# 750 FI Light



## rhelms

A buddy of mine has a 09 750i and the FI light blinks on and off occassionaly. It doesnt seem to do it under any specific condition except for longer rides 2-3 hrs+. Any idea why it is coming on and a way to reset it. Thanx.


----------



## Yesterday

does the temperature light come on at the same time?


----------



## rhelms

Yeah the temp light does blink on and then right back off again


----------



## 08GreenBrute

sounds like its overheating, first off check to see if the fan is coming on and if its not then check these things make sure the fan breaker is not triped and make sure the fan spins freely


----------



## rhelms

Why would overheating cause the FI light to come on I thought that light was for Fuel warnings, would temp affect fuel system, and if it was overheating wouldnt the temp light come on and stay on instead of both lights blinking?


----------



## phreebsd

thats normal behavior when overheating to see the FI light.


----------



## Yesterday

i think the reason the FI light comes on when over heating is that the ecu will make the bike run richer, to try to help keep temperatures down. richer=cooler. that's what trips the FI light


----------



## rhelms

Not use to FI, I didnt think that light would come on for overheating. Learn something new every day.
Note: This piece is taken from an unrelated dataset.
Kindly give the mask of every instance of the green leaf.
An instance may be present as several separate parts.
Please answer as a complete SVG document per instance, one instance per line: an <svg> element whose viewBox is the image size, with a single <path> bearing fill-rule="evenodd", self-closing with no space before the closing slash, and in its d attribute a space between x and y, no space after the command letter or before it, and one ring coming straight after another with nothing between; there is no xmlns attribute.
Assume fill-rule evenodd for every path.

Thats alright were moving his radiator this week so that should fix it for good.


----------



## drtj

I think the FI light is more like a check engine light


----------



## rhelms

We checked the engine and it was still there, LOL. The temp thing makes sense the more I think about it. Thanx for the help.


----------



## phreebsd

Go phishy


----------



## oilfield_trash21

I had this same problem when mine was overheating. The FI blinks because the duty cycle of the injectors is maxed out trying to cool the bike down by running the engine rich.


----------